The bank also extended its ASA with Qatar, this time for much more: £280m was promised. PCP argues that this was a sham designed to recompense the Qataris for their earlier June investment, and to induce them to invest once more. The bank denies this and says the ASA was for legitimate services.

Also under scrutiny is a $3bn loan to Qatar’s finance ministry, which Barclays agreed in November 2008 before the fundraising was completed. PCP alleges this had the effect of loaning money to Qatar to then reinvest — which would be an illegal propping up of a Barclays’ own shares. The bank says there was a clause prohibiting such reinvestment.

The extension of the ASA was signed not by Mr Varley but by Roger Jenkins, according to those who have seen the document. It did not receive Barclays’ board approval and it was not disclosed to the market at the time of the announcement of the fundraising.

“The management agreed an extension of the ASA as part of the debt agreement but that was not disclosed,” says one person familiar with the deal. “This was a debt issuance so disclosure was less than it would have otherwise been. It did not come to the board specifically that it had been extended.”

One former official who saw the ASA documents remarked how brief they are “given the sums being moved about”. Another says: “They barely get over a page and the amount is handwritten. I thought: ‘Well, this doesn’t look entirely convincing.’ But then again, the counterargument is that if the bank really wanted to deceive then they would have made it look a lot better.”

When the old City regulator, the Financial Services Authority, first started looking at the deal in 2011 following a routine check, Chris Lucas, the former finance officer at the bank, attested that the ASA was not contingent on the fundraising, and was instead an arm’s-length transaction.

Mr Lucas is also one of the individuals who has been interviewed under caution by the SFO. He denies wrongdoing.

“No one who knows John Varley or Chris Lucas thinks they did anything wrong,” one former colleague attests. “They would never have done anything without legal advice.

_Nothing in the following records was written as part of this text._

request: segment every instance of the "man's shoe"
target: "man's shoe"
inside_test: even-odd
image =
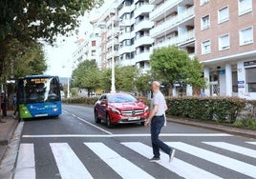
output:
[[[173,149],[169,154],[169,162],[172,162],[175,155],[175,149]]]
[[[153,157],[152,159],[149,160],[150,162],[158,162],[160,161],[160,157]]]

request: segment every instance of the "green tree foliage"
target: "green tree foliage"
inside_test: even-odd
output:
[[[87,89],[89,92],[99,88],[99,70],[95,60],[85,60],[78,64],[72,74],[72,87]]]
[[[145,94],[150,90],[152,81],[152,77],[149,73],[140,73],[135,80],[137,90]]]
[[[15,64],[25,67],[23,70],[19,69],[20,70],[27,70],[27,67],[36,64],[38,67],[34,67],[28,72],[33,74],[42,71],[45,61],[41,58],[41,50],[38,49],[40,46],[35,42],[40,39],[53,44],[58,34],[68,35],[69,32],[75,31],[74,30],[79,25],[78,17],[86,10],[91,10],[102,3],[103,0],[1,0],[1,74],[5,72],[6,65],[13,63],[13,59],[15,59]],[[9,50],[13,44],[16,50]],[[35,58],[38,55],[40,57]],[[10,56],[15,58],[10,58]],[[18,60],[24,60],[21,56],[24,58],[26,56],[30,62],[18,62]],[[38,64],[40,60],[42,62]],[[15,70],[16,68],[15,66]],[[18,76],[23,73],[20,70],[15,72]]]
[[[202,78],[203,67],[191,60],[186,51],[171,46],[155,50],[150,56],[150,66],[155,79],[173,86],[184,83],[203,88],[205,80]]]
[[[27,44],[11,39],[2,50],[6,52],[5,61],[0,62],[4,79],[40,74],[47,69],[42,48],[34,41]]]

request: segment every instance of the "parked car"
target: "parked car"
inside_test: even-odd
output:
[[[126,92],[102,94],[94,109],[96,123],[103,120],[108,128],[126,123],[144,125],[149,116],[149,108],[143,101]]]

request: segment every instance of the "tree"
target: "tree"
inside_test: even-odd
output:
[[[190,59],[187,52],[175,46],[154,50],[150,56],[150,66],[154,78],[167,83],[186,84],[203,88],[203,66],[197,59]]]
[[[140,73],[136,77],[135,86],[139,92],[146,94],[150,90],[152,77],[149,73]]]
[[[0,62],[0,67],[3,67],[4,81],[10,77],[40,74],[47,69],[42,48],[34,41],[26,44],[11,39],[2,50],[5,50],[5,61]]]
[[[103,0],[2,0],[0,3],[0,76],[5,72],[3,70],[7,67],[6,64],[13,63],[13,58],[9,58],[12,54],[9,54],[9,50],[8,50],[14,43],[17,47],[16,54],[25,55],[27,50],[22,50],[23,46],[33,49],[32,46],[39,39],[53,45],[58,34],[68,35],[70,31],[74,31],[79,25],[78,17],[86,10],[100,6]],[[39,47],[38,44],[35,46],[36,49]],[[27,54],[27,57],[34,59],[33,56],[36,54],[31,52],[29,54],[32,56]],[[37,62],[30,62],[29,65]]]
[[[88,92],[97,90],[99,85],[99,70],[95,60],[85,60],[78,64],[72,74],[72,87],[87,89]]]

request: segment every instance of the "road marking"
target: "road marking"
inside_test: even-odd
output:
[[[62,179],[93,178],[67,143],[50,143]]]
[[[256,145],[256,142],[246,142],[246,143]]]
[[[154,178],[102,143],[84,143],[122,178]]]
[[[151,158],[153,156],[152,148],[146,146],[139,142],[124,142],[122,145],[130,148],[140,155]],[[218,179],[221,178],[215,174],[212,174],[208,171],[201,169],[189,163],[183,162],[178,158],[174,158],[171,163],[169,163],[169,156],[160,151],[161,160],[158,162],[159,165],[164,167],[177,173],[178,175],[187,178],[187,179],[198,179],[198,178],[207,178],[207,179]]]
[[[237,172],[248,175],[252,178],[256,177],[256,166],[252,166],[250,164],[246,164],[245,162],[241,162],[233,158],[226,157],[224,155],[221,155],[206,149],[203,149],[201,148],[197,148],[182,142],[166,142],[166,144],[177,149],[203,158],[209,162],[218,164],[224,168],[233,169]]]
[[[243,148],[243,147],[236,146],[233,144],[228,144],[225,142],[203,142],[203,143],[210,145],[210,146],[214,146],[217,148],[221,148],[224,149],[228,149],[230,151],[234,151],[243,155],[247,155],[249,157],[256,158],[256,150],[254,149]]]
[[[14,179],[20,178],[35,178],[33,144],[20,145]]]
[[[24,138],[47,138],[47,137],[148,137],[150,133],[132,134],[53,134],[53,135],[22,135]],[[161,133],[163,137],[226,137],[232,136],[226,133]]]

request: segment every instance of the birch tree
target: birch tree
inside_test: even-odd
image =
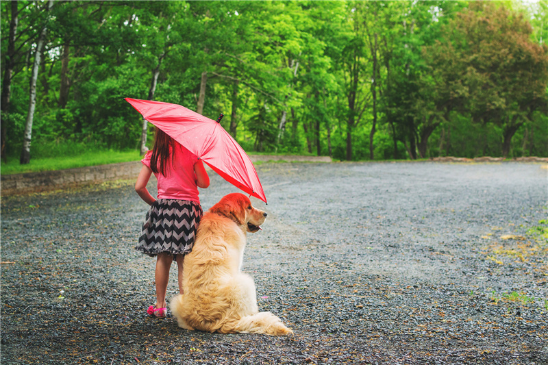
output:
[[[21,164],[26,164],[30,162],[30,142],[32,138],[32,121],[34,118],[34,110],[36,107],[36,80],[38,77],[38,68],[42,56],[42,49],[46,41],[46,34],[47,34],[47,25],[50,18],[49,11],[53,6],[53,0],[49,0],[45,9],[47,12],[44,25],[42,32],[38,36],[36,43],[36,50],[34,53],[34,63],[32,66],[32,73],[30,79],[30,92],[29,100],[29,111],[27,113],[27,121],[25,125],[25,134],[23,135],[23,149],[21,149],[21,155],[19,158]]]

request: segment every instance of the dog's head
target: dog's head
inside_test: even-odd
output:
[[[231,218],[237,225],[245,227],[248,232],[260,229],[259,226],[266,218],[266,213],[254,207],[247,197],[238,192],[225,195],[209,211]]]

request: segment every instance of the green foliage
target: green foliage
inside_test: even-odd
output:
[[[141,158],[137,150],[95,149],[95,147],[93,143],[74,144],[66,141],[49,145],[39,144],[33,149],[33,155],[36,154],[36,156],[29,164],[21,165],[18,158],[8,158],[0,165],[0,173],[10,175],[64,170],[136,161]]]
[[[42,1],[17,6],[10,54],[11,3],[0,2],[8,160],[23,143],[45,14]],[[147,99],[158,70],[153,99],[195,110],[206,73],[203,114],[223,113],[248,152],[548,156],[547,8],[545,0],[55,1],[32,155],[60,144],[138,149],[142,120],[123,98]]]

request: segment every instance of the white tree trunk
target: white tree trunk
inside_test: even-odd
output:
[[[47,11],[49,12],[53,6],[53,0],[49,0],[47,3]],[[42,49],[44,47],[46,34],[47,33],[47,23],[49,21],[49,14],[46,17],[46,21],[42,32],[38,36],[36,44],[36,51],[34,55],[34,64],[32,66],[32,74],[30,79],[30,100],[29,101],[29,111],[27,113],[27,123],[25,125],[25,134],[23,136],[23,149],[19,159],[21,164],[28,164],[30,162],[30,142],[32,138],[32,121],[34,118],[34,109],[36,107],[36,80],[38,78],[38,68],[42,58]]]
[[[154,99],[154,93],[156,92],[156,85],[158,83],[158,76],[160,76],[160,68],[162,66],[162,61],[164,60],[164,56],[166,55],[165,51],[158,57],[158,65],[154,69],[152,75],[152,81],[150,84],[150,88],[149,89],[149,100]],[[146,153],[149,149],[147,147],[147,134],[148,134],[149,122],[144,118],[142,118],[142,128],[141,129],[141,147],[140,153],[144,155]]]
[[[208,84],[208,71],[201,73],[200,81],[200,95],[198,97],[198,108],[196,112],[199,114],[203,113],[203,104],[206,102],[206,85]]]

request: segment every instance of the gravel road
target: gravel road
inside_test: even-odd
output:
[[[134,249],[147,206],[116,181],[2,198],[0,362],[548,364],[546,164],[258,173],[269,203],[252,201],[269,217],[248,234],[243,269],[260,310],[294,336],[149,318],[154,260]],[[236,191],[211,175],[204,210]]]

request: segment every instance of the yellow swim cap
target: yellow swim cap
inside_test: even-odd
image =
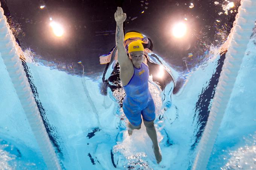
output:
[[[128,53],[131,52],[144,51],[144,47],[141,42],[138,41],[133,41],[128,45]]]
[[[125,41],[129,38],[133,38],[134,37],[138,37],[139,38],[143,38],[143,36],[140,33],[137,33],[136,32],[130,32],[126,33],[123,38],[123,40]]]

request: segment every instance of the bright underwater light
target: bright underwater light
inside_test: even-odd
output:
[[[61,25],[55,22],[51,22],[50,26],[52,28],[53,33],[57,37],[61,37],[64,33],[63,29]]]
[[[183,23],[176,24],[172,29],[173,35],[177,38],[181,38],[186,34],[187,26]]]
[[[162,78],[164,74],[163,66],[161,65],[159,67],[159,70],[157,76],[159,78]]]

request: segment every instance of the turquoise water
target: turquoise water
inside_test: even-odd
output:
[[[208,169],[256,168],[256,41],[253,36],[248,45]],[[167,110],[162,107],[161,91],[151,84],[163,155],[159,165],[144,127],[128,135],[119,104],[113,96],[101,93],[100,76],[72,75],[38,60],[24,65],[64,169],[187,170],[192,165],[197,135],[205,122],[201,110],[209,99],[203,97],[204,92],[219,74],[219,53],[212,47],[203,56],[205,62],[192,72],[178,72],[170,67],[176,78],[182,76],[185,83],[172,95]],[[0,169],[46,169],[2,57],[0,73]],[[203,106],[198,107],[198,103]]]

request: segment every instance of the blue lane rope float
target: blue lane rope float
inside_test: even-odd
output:
[[[48,168],[61,170],[20,59],[22,51],[15,41],[3,8],[0,8],[0,10],[1,56]]]
[[[256,19],[256,0],[241,1],[209,117],[192,168],[206,169]],[[229,45],[229,47],[228,45]]]

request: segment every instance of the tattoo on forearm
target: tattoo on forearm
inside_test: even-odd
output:
[[[117,33],[116,33],[116,39],[120,39],[120,27],[119,27],[119,26],[117,26]],[[117,42],[117,43],[119,43],[119,42]]]

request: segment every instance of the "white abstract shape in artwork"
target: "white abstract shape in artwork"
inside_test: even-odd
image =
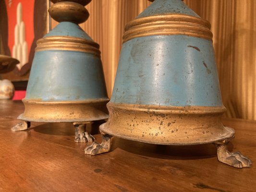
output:
[[[17,47],[17,59],[20,61],[22,60],[22,46],[20,43],[19,43]]]
[[[25,24],[22,20],[22,5],[17,6],[17,23],[14,28],[14,45],[12,47],[12,57],[20,61],[17,67],[20,70],[28,62],[27,43],[25,39]]]
[[[12,57],[13,58],[17,58],[17,46],[15,45],[12,47]]]
[[[20,2],[17,6],[17,23],[20,24],[22,21],[22,5]]]
[[[20,33],[19,32],[20,31],[20,25],[19,24],[16,24],[16,25],[15,25],[14,28],[14,45],[18,45],[19,43],[19,36],[20,35]]]
[[[20,43],[23,44],[25,42],[25,25],[23,21],[20,24]]]
[[[21,62],[22,63],[26,63],[28,61],[27,58],[27,42],[24,41],[23,45],[22,45],[22,55]]]

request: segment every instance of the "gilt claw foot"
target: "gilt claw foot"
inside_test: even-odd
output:
[[[249,168],[252,161],[239,152],[230,152],[227,144],[216,145],[218,160],[222,163],[237,168]]]
[[[81,134],[75,135],[75,143],[87,143],[95,140],[95,138],[87,132],[83,132]]]
[[[85,153],[87,155],[94,156],[107,153],[110,149],[110,139],[112,136],[108,134],[102,135],[102,142],[98,144],[94,142],[92,144],[86,146],[85,149]]]
[[[30,122],[23,121],[21,123],[17,123],[15,126],[11,128],[11,130],[13,132],[27,130],[27,128],[30,127]]]

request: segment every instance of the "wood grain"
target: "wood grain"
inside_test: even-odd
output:
[[[0,102],[0,192],[253,192],[256,171],[218,161],[212,144],[173,146],[117,138],[111,151],[84,154],[71,123],[32,122],[12,132],[21,102]],[[256,161],[256,121],[224,119],[234,128],[229,144]],[[99,141],[100,136],[96,135]]]

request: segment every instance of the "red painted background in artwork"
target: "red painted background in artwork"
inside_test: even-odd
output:
[[[8,17],[8,46],[12,55],[14,45],[14,28],[17,23],[17,6],[19,2],[22,5],[22,20],[25,25],[25,41],[27,43],[28,54],[34,38],[34,7],[35,0],[5,0]]]

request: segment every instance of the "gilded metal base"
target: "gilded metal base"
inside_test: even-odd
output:
[[[90,123],[90,122],[87,122]],[[85,131],[86,123],[75,122],[73,123],[75,128],[74,142],[87,143],[93,142],[95,138]]]
[[[191,145],[216,142],[234,135],[220,121],[224,107],[164,107],[109,102],[104,133],[148,143]]]
[[[23,99],[24,113],[18,119],[45,122],[88,122],[108,118],[109,99],[83,101],[44,102]]]
[[[102,142],[94,142],[85,149],[95,155],[110,151],[112,136],[142,142],[170,145],[214,143],[219,161],[234,167],[249,167],[252,161],[238,152],[231,153],[227,144],[235,132],[220,122],[225,108],[163,107],[107,105],[110,119],[100,126]],[[159,135],[159,136],[158,136]]]

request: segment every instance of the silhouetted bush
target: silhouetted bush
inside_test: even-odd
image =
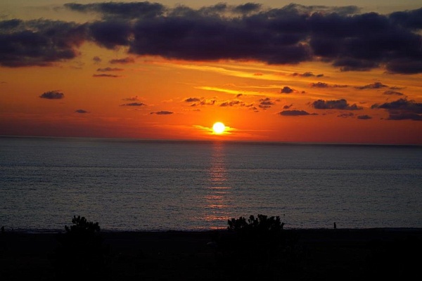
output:
[[[296,240],[283,230],[280,217],[258,214],[228,224],[228,232],[218,238],[217,263],[230,278],[278,280],[297,264]]]
[[[70,227],[65,226],[65,233],[57,236],[59,245],[53,261],[57,277],[104,279],[108,250],[103,246],[98,223],[88,221],[83,216],[74,216],[72,223]]]

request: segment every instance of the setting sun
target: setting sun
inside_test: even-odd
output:
[[[212,126],[212,131],[214,131],[214,133],[222,133],[225,129],[226,126],[224,126],[224,124],[222,122],[216,122]]]

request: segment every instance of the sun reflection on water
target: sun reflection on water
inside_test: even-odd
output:
[[[205,220],[212,223],[215,228],[224,227],[229,219],[229,207],[231,205],[230,191],[227,185],[227,171],[225,162],[224,144],[215,143],[213,145],[209,170],[209,186],[205,196]]]

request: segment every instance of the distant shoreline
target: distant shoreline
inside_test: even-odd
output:
[[[333,280],[333,276],[339,275],[340,279],[350,281],[388,280],[392,275],[393,280],[404,280],[411,279],[419,270],[414,256],[422,249],[422,228],[286,229],[283,232],[292,234],[288,237],[295,241],[293,249],[298,256],[292,261],[294,266],[281,271],[275,268],[274,272],[285,277],[283,280]],[[110,280],[233,280],[236,275],[232,274],[238,271],[232,270],[236,261],[231,258],[236,256],[209,246],[218,233],[106,230],[99,234],[103,244],[110,250]],[[57,280],[52,263],[59,245],[57,235],[57,233],[0,233],[0,277]],[[226,254],[229,259],[225,260]],[[256,262],[251,259],[246,260],[247,263]],[[279,277],[266,280],[281,280]],[[248,278],[246,275],[243,280],[257,280]]]

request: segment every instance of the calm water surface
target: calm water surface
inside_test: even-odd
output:
[[[422,228],[422,148],[2,137],[0,195],[6,230]]]

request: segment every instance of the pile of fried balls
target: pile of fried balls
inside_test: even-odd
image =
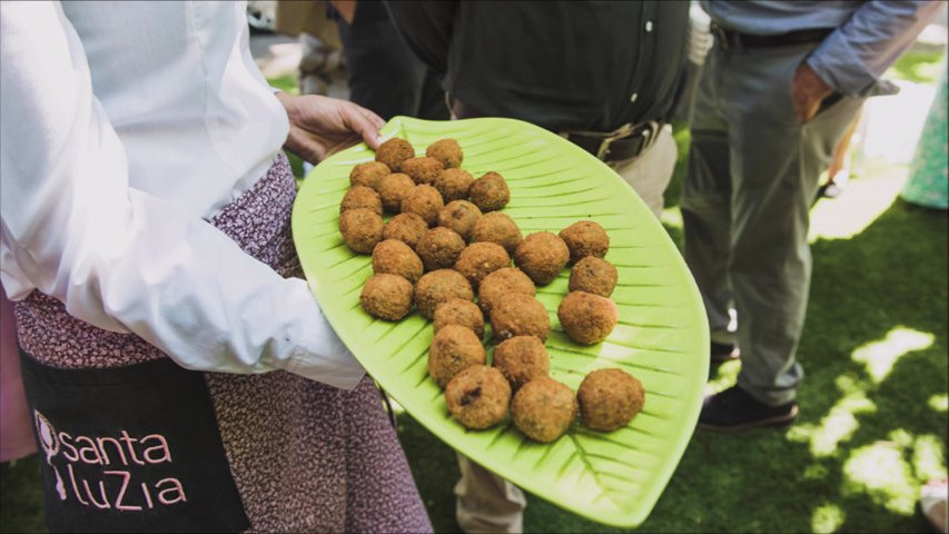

These people had no intent other than trying to do the best thing for the bank and, indeed, the wider UK economy.”

The SFO has its own critics for its decision to take on a case that the regulator had already ruled on. “This really was their one last chance,” one former regulator says of the bank’s fundraising. “The SFO has been at this for five years — it’s time to piss or get off the pot.”

SFO: Investigator’s capabilities under the spotlight

It is not just Barclays which is under pressure. The Serious Fraud Office is also under scrutiny.

The investigation into the bank is littered with political sensitivities for the SFO. The agency has received special Treasury funding for its five-year investigation. Yet it has had run-ins with Theresa May, the prime minister, who as home secretary tried to roll the SFO into an FBI-style agency with a budget under her control.

SFO concerns have been reignited by a Cabinet Office review of the UK’s capability in fighting economic crime. The audit is scrutinising performance and will consider all options, including the merging or shutting of agencies. Then there are the UK’s efforts to cement its post-Brexit future with international trading partners; the SFO’s decision is expected just as a Qatari delegation arrives to talk about UK investment.

Britain’s attorney-general can intervene in prosecutions if it is deemed against the public interest, as happened when the Blair government in 2006 halted the SFO’s probe into alleged bribery in Saudi Arabia by BAE Systems. Had the SFO decided to run a bribery case against Barclays, it would also have needed consent from the attorney-general to bring charges. The SFO decided against this strategy because it would have had to rely on old laws, dating back to 1906, where a key defence is “principal’s consent”: if payments are known about by a principal of an entity — such as a head of state — they cannot be construed as corrupt.

The law has since been changed to take away this defence, but would not apply to the Barclays case.

Instead, the SFO is examining whether Barclays committed fraud or misled the market.